Courses at Toronto Metropolitan University
The university offers a variety of experiential-focused courses in all seven faculties. From the Creative Schools Super Courses, where multidisciplinary students develop design solutions to real-world problems, to the Faculty of Science’s Evidence-Based Innovation (opens in new window) course, which uses a hands-on approach to generate ideas and insights to real-world problems.
Field Education, Placements and Practicums
The Faculty of Community Service provides third and fourth-year students with challenging and rewarding opportunities to put education into action through field education (opens in new window) . The Faculty of Arts offers diverse placement opportunities in multiple programs, including Geography (opens in new window) allowing students to develop their geographic information systems inside and out of the classroom.
Service learning is an experience-based form of learning where students work alongside community partners and apply knowledge, skills and research in authentic, real-life situations as an integrated aspect of a course. The service is linked to both community-identified needs and course objectives. Service learning encourages civic engagement and strengthens communities.
The Faculty of Engineering and Architectural Science offers internship (opens in new window) opportunities in all nine of the faculty’s undergraduate programs allowing students to experience firsthand what engineering, architecture, and construction employers expect.
Career & Co-op (opens in new window) works with faculty and students to facilitate career-related work experience in relevant companies and agencies.
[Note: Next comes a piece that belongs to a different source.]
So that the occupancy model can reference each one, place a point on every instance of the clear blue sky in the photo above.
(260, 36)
Ted Rogers School of Management’s co-op program (opens in new window) is a unique and industry-based model that bridges the gap between academic theory and relevant real-world experience.
Zone Learning is a new EL model built to prepare students for the 21st-century workplace by providing opportunities for them to work on real projects, causes, companies or startups. Toronto Metropolitan's 10-zone network (opens in new window) offers students the chance to solve real-world problems, learn new skills, and gain tangible experience within one of the most vibrant cities in the world.